When the user opens the post ask them how they would like to resolve the conflict. Until they open the post to take an action both conflicted states would continue to exist.

I'm assuming conflict resolution here is something simple here: like "accept remote version" or "keep local version". Is that right?

oguzkocer commented 5 years ago

it is important to note that all we know at the point of showing the Posts list is that the modification date of the Post is different (local vs remote) and / or we have a "locally modified" flag. That's as much as we can rely on at that part, without actually looking into each Posts content. Anyway, it should be a good enough indication that something is different locally vs remote.

@mzorz I think that shouldn't be an issue for us. For the current request, it'll be definitely good enough, as we are completely relying on that information to fetch a newer version of that post in the post list and it has been working well. If we did require more information, we could just fetch the newer version of the post without saving in the DB and use the content field or something for more information. Having said that, we don't have a local revision that'd make things immediate, so you're right on not having a lot of information immediately.

Also, we'd need to refresh the Posts list each time the user accesses it to make sure we've got the latest.

This is already done, so shouldn't be an issue :)

I like this conflict resolution suggestion. If we go with this, it might be best to skip the handleFetchSinglePostCheckLocallyChanged of this PR: https://github.com/wordpress-mobile/WordPress-FluxC-Android/pull/1064#discussion_r247252981 and just rely on the change you have made in the handleFetchedPostList. That way, we can just dispatch an action to fetch the newest version of the post if the user want's to accept the remote version. We'll just want to check that we are not dispatching this action to update the post in the places like EditPostActivity since Post List will be responsible for it. If the user wants to keep the local version, we can simply dispatch an action to PUSH the local post to remote.

This ^ would not be an ideal solution as we'd rely on some assumptions, but it'd be easier to implement and try than dealing with a bunch of flags on when to update a post and when not to. If we end up liking this solution, we could iterate and improve on it. What do you think @mzorz ?

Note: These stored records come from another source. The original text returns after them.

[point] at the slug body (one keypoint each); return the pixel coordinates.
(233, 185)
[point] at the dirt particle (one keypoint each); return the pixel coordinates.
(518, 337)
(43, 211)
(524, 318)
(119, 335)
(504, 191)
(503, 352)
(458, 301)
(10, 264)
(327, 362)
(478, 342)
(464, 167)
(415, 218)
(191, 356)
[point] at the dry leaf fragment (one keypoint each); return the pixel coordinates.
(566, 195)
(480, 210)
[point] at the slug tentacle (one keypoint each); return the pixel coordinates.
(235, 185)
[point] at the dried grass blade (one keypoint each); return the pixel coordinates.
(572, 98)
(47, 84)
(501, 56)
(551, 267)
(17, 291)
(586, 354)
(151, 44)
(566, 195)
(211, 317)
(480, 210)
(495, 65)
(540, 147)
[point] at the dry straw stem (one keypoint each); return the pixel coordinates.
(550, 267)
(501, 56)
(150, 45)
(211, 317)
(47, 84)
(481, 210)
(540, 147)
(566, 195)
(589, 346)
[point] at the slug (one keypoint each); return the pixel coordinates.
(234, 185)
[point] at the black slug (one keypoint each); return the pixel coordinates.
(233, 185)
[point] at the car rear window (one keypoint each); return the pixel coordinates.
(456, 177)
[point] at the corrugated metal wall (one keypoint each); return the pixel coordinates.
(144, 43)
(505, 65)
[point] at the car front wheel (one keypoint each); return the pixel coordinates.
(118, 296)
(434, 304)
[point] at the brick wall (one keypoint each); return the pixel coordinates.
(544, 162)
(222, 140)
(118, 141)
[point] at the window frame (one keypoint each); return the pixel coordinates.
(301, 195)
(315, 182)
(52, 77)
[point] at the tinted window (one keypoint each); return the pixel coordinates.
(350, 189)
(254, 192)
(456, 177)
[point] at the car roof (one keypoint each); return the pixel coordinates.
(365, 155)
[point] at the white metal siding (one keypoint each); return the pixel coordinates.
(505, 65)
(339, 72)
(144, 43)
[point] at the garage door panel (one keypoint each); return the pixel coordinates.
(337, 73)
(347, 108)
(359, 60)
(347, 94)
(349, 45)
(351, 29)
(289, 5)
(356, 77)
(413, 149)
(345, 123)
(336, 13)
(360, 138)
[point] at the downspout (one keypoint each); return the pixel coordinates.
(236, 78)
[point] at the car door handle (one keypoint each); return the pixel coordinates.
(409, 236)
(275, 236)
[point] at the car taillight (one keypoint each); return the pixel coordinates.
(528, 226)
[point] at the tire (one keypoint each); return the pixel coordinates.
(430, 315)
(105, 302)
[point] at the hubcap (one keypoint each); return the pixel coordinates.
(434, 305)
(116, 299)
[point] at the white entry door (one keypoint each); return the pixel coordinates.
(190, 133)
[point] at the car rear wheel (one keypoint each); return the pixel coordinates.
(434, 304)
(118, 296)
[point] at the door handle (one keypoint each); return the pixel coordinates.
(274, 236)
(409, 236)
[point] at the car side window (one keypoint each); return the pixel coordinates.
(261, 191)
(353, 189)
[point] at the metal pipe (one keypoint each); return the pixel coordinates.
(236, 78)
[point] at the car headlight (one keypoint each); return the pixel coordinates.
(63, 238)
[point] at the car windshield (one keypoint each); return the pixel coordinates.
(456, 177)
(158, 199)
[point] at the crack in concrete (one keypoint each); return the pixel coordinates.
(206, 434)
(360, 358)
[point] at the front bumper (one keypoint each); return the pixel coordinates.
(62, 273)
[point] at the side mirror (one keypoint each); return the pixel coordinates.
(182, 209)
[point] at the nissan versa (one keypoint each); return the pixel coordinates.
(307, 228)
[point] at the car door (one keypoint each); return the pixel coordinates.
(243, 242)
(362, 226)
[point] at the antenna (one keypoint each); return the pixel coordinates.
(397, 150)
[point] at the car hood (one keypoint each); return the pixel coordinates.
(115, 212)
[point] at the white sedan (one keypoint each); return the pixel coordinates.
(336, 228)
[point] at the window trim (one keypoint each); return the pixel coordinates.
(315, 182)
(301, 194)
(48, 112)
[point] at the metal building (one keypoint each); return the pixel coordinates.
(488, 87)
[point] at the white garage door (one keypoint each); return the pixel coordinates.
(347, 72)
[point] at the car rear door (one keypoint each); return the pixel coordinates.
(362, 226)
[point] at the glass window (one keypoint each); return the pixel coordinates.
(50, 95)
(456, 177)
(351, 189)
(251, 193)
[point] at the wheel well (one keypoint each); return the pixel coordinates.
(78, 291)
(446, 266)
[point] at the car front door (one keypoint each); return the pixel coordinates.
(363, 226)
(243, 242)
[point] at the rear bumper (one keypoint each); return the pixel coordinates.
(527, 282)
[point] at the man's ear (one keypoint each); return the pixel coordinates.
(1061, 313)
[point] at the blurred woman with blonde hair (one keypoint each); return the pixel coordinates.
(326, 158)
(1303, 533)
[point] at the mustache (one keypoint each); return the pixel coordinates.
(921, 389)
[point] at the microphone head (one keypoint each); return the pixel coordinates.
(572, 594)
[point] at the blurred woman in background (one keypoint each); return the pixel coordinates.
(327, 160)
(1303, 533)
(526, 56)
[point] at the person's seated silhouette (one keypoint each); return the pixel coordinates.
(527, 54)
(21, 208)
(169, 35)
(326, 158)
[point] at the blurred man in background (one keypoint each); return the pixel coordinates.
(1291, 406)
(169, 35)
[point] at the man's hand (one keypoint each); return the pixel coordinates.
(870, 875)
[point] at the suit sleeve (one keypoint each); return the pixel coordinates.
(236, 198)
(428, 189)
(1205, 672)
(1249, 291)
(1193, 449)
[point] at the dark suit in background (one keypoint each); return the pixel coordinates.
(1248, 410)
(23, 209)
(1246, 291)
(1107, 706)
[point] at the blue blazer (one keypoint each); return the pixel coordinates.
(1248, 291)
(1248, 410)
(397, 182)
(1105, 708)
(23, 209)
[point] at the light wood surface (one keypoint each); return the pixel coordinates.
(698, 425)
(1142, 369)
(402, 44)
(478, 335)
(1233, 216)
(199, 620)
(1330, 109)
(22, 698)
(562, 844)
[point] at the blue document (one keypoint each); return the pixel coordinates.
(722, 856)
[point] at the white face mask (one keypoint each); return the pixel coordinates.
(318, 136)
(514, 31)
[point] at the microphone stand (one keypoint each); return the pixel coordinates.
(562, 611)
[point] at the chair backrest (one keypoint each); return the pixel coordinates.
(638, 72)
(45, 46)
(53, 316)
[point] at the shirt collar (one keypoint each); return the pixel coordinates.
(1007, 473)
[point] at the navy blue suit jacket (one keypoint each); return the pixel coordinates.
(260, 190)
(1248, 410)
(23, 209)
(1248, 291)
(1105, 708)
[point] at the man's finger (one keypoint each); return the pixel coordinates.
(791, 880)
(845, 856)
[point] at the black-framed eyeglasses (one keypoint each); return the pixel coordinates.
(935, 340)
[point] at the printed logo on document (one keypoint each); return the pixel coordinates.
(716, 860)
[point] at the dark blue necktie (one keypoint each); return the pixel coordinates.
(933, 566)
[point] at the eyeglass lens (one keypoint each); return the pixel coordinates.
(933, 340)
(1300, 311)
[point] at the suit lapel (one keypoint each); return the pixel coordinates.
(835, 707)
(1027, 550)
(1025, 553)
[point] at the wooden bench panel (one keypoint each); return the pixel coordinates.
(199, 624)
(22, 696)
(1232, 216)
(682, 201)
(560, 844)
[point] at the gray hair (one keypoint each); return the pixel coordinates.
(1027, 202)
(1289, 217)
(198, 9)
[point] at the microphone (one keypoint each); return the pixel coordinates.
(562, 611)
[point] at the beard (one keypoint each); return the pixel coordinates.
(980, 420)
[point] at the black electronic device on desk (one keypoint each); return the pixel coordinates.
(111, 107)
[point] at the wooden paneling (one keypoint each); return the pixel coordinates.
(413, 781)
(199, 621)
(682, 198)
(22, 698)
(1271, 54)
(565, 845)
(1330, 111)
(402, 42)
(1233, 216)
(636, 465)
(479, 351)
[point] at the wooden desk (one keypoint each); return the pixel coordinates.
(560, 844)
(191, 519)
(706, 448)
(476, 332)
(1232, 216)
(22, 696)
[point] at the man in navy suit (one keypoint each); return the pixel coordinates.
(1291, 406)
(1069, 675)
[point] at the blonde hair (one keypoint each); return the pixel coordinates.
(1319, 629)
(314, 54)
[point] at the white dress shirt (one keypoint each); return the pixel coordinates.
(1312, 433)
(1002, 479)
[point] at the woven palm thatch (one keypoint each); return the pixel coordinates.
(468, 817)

mzorz commented 5 years ago

I like this conflict resolution suggestion. If we go with this, it might be best to skip the handleFetchSinglePostCheckLocallyChanged of this PR: wordpress-mobile/WordPress-FluxC-Android#1064 (comment) and just rely on the change you have made in the handleFetchedPostList. That way, we can just dispatch an action to fetch the newest version of the post if the user want's to accept the remote version. We'll just want to check that we are not dispatching this action to update the post in the places like EditPostActivity since Post List will be responsible for it. If the user wants to keep the local version, we can simply dispatch an action to PUSH the local post to remote.

Agreed

This ^ would not be an ideal solution as we'd rely on some assumptions, but it'd be easier to implement and try than dealing with a bunch of flags on when to update a post and when not to. If we end up liking this solution, we could iterate and improve on it. What do you think @mzorz ?

Same thoughts here as well 👍

Will start working on a PR along the lines of https://github.com/wordpress-mobile/WordPress-Android/issues/5984#issuecomment-453706747

megsfulton commented 5 years ago

I'm assuming conflict resolution here is something simple here: like "accept remote version" or "keep local version". Is that right?

Yep! I'll work on writing up some text for the prompt in the next day or two. I think we'll also need to let the user know the time stamps of the different versions in that dialog/prompt so they can feel confident they're making the right choice.

oguzkocer commented 5 years ago

This issue has been addressed in #8989.